Other testimony (daughter and son-in-law) for plaintiff upon this question goes no further. There is shown no false representation as to an existing fact. If it shows anything (which we do not here rule) it would be a mere oral promise to protect her from loss. Further, Berry, who was the chiefly interested party in this appeal bond, had nothing to do with Mrs. Spring. He tried to get the appeal dismissed because the bond was filed out of time. At least this is a reasonable inference from the record.

So under all the circumstances we will not disturb the findings of the lower court to the effect that no fraud was committed upon plaintiff in the signing of the bond.

IV. The court found, and the record shows, that the property was levied upon and sold in the usual way, with a number of persons at the sale. The executions were issued by the direction of Mr. Lockwood, who was attorney for Berry from first to last. There were three executions issued. The first was held up by reason of the appeal to the Court of Appeals. The second one was seemingly held up in order to give Mrs. Spring (then represented by her son-in-law, Murphy) a chance to pay, until it was too late for a sale. Murphy was trying to arrange to pay the judgment, or so represented. A third execution was then ordered by Mr. Lockwood, and a levy made and notice of sale given. The trial court indicated throughout, and not without substantial grounds, that Murphy had induced both Mrs.

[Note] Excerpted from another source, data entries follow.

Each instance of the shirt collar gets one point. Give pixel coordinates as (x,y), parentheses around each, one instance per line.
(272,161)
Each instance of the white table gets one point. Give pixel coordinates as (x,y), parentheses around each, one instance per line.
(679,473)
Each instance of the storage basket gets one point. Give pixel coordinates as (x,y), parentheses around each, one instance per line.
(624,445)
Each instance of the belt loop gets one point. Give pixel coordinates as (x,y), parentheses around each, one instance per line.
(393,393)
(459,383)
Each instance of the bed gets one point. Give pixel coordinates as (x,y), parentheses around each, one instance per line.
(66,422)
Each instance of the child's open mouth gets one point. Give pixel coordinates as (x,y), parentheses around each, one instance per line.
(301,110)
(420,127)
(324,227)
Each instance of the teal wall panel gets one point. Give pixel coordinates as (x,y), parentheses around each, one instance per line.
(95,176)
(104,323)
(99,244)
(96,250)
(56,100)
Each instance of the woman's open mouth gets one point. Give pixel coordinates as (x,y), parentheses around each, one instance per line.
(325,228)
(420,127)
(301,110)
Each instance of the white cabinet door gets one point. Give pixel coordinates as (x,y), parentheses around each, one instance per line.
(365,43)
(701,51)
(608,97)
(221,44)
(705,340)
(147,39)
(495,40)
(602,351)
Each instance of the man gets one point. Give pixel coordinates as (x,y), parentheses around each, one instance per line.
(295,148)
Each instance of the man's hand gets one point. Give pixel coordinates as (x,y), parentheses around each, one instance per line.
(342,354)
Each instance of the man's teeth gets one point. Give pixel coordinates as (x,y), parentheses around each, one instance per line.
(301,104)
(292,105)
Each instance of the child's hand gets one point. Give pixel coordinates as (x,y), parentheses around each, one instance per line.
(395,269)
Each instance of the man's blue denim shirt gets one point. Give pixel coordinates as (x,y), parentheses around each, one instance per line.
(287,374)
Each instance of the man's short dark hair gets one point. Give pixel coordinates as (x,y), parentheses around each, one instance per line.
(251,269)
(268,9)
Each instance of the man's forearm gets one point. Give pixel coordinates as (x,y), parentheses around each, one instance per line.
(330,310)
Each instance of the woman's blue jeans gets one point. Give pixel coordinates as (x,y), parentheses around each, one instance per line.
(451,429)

Spring and Carson to sign the bond. Lockwood says that he was familiar with all the facts, and ordered Mrs. Spring's property to be levied upon and finally sold. He says after he had tired of worrying with Murphy and Mrs. Spring, and had the property advertised, he told Carson of the date of sale, and that if the property did not bring the debt and costs, he would look to him for further and full payment. Carson, as to this point, corroborates Lockwood. *535 The defendant Giefing is the widowed sister of Mr. Carson, one of the defendants. He told his sister of the situation, and she having some means, told Carson to buy in the property for her. There was a question as to whether Mrs. Spring held a fee or a life estate under the will of her husband. It depends upon the construction of her husband's will. The lawyers seemingly thought that only a life estate passed, and Mrs. Spring was sixty-six years old. Mrs. Spring had undertaken to mortgage her interest, so after some bidding Carson bought in the property for his sister for the sum of $340.

This third count of the petition charges a conspiracy between the several defendants to cheat plaintiff out of her property. There is no question that she knew her property would be sold if she did not satisfy the debt. The evidence totally fails to show a conspiracy of any kind. The record is so barren of evidence upon this question, that it really should not be dignified by further discussion.

The judgment of the trial court is the only one which could have been entered under all the facts, and it should be affirmed. It is so ordered. All concur.